La película comienza con Torrente rodeado de sus escasos y limitados seguidores, quienes celebran sus comentarios provocadores y políticamente incorrectos. Sin embargo, pronto llama la atención de un grupo de dirigentes del partido Dox —una referencia apenas disimulada a Vox, el movimiento de ultraderecha español— que ven en su actitud desafiante una cualidad inesperada: el carisma ideal para un líder popular. A partir de allí, Torrente empieza a ganar notoriedad pública. Sus comentarios filosos y brutales, lejos de alejarlo del resto, lo convierten en una figura cada vez más visible hasta transformarlo en un contrincante temible para todo el arco político.
Santiago Segura logra aquí una de las sátiras políticas más certeras de los últimos tiempos, en un contexto mundial marcado por la locura, el odio y el resentimiento convertidos en herramientas de seducción de masas. Un fenómeno complejo que Torrente presidente consigue sintetizar mediante una premisa sencilla, directa y, sobre todo, extremadamente divertida.
La película dispara contra todos los sectores del espectro político. Aunque el blanco principal es la ultraderecha global y sus líderes “despeinados”, como se los menciona con ironía, el relato introduce un giro interesante hacia la mitad, y la historia se desplaza del aparato político hacia el ciudadano común.
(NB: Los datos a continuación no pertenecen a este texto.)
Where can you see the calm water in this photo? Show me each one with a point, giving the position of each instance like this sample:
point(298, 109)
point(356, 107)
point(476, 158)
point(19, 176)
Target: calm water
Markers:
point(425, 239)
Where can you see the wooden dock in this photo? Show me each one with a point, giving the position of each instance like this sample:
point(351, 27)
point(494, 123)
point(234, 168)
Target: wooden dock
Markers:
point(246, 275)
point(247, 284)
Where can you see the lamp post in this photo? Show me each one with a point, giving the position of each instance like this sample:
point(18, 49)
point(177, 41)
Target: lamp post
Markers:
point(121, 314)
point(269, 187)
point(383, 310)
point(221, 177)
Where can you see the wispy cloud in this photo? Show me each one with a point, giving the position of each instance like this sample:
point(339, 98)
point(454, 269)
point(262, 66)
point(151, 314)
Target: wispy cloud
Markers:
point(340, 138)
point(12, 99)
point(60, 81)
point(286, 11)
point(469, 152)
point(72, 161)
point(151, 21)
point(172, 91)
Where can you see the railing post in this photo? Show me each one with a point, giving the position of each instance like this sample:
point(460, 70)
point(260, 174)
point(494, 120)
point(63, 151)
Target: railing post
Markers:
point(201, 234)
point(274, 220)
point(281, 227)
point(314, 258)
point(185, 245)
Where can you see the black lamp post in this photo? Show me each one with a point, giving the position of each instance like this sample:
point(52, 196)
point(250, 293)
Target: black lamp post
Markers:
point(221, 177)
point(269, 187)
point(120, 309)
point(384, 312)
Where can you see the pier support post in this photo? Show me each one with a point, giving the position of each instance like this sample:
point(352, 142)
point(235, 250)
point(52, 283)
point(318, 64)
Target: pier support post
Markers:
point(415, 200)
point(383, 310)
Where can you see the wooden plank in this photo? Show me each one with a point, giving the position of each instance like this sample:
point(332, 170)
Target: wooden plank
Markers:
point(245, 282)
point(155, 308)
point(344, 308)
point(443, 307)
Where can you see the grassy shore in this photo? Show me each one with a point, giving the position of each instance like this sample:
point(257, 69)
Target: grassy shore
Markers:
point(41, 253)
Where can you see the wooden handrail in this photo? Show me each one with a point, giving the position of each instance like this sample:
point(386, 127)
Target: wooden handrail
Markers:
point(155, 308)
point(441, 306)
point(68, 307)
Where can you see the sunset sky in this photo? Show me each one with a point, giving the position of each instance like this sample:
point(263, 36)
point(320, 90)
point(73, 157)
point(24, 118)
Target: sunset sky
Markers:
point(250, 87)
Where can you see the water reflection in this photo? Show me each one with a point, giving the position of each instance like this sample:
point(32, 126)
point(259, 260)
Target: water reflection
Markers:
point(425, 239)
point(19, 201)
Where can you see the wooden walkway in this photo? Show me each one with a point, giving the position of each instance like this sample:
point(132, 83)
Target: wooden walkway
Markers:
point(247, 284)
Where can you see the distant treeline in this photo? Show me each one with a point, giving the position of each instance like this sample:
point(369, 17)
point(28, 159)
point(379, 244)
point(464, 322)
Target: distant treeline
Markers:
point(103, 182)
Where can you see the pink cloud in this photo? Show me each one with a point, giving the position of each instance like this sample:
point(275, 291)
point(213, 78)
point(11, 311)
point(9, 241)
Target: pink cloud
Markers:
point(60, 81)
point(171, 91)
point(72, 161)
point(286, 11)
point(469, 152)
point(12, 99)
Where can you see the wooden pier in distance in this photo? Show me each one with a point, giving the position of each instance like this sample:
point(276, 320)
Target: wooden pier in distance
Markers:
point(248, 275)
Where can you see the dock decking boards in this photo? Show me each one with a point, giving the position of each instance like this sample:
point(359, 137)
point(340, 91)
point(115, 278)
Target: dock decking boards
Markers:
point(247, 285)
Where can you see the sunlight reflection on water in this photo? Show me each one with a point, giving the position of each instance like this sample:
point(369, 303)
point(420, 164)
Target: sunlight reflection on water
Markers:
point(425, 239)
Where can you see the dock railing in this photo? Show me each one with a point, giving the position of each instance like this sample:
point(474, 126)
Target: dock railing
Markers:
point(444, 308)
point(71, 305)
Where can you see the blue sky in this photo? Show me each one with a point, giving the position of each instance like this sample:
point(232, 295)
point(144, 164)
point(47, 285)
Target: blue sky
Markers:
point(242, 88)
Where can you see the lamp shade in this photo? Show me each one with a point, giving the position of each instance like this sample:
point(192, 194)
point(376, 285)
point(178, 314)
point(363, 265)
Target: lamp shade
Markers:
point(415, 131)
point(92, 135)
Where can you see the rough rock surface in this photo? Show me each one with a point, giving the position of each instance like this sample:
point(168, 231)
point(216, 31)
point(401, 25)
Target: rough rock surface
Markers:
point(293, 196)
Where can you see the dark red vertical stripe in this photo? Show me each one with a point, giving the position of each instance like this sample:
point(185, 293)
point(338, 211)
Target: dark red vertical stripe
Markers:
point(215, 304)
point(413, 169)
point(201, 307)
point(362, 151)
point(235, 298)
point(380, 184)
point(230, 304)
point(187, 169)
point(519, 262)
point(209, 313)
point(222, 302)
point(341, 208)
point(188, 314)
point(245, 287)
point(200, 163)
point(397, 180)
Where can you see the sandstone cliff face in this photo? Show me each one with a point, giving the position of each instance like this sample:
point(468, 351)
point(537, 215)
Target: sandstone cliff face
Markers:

Ese votante promedio que, atravesado por el resentimiento, la frustración o la precariedad, encuentra en figuras extravagantes como Torrente un extraño espejo de sí mismo.
Torrente deja de ser únicamente la caricatura grotesca de la ultraderecha para convertirse también en una víctima de ese mismo engranaje político que pretende encarnar. La película lo sitúa dentro de una maquinaria de poder mucho más cínica y despiadada que el propio personaje, como si su brutalidad y su ignorancia quedaran empequeñecidas frente a la magnitud de las miserias del sistema.
Los chistes se encadenan con fluidez en un relato que avanza con buen ritmo narrativo y evita los tropiezos o el desgaste que habían afectado a algunas de las secuelas anteriores. En este caso, el contexto político contemporáneo parece haber revitalizado al personaje: Torrente ya no ocupa un lugar marginal, sino que es escuchado, celebrado y —lo que resulta más inquietante— seguido por una buena parte de los ciudadanos.
Torrente presidente es una de las mejores entregas de toda la saga, precisamente porque logra captar con lucidez el espíritu de la época. La película se apoya en algunos giros de guion efectivos —entre ellos, cameos de personalidades extranjeras— y en una batería de chistes bien ejecutados que apuntan con precisión a los vicios y contradicciones de la política contemporánea.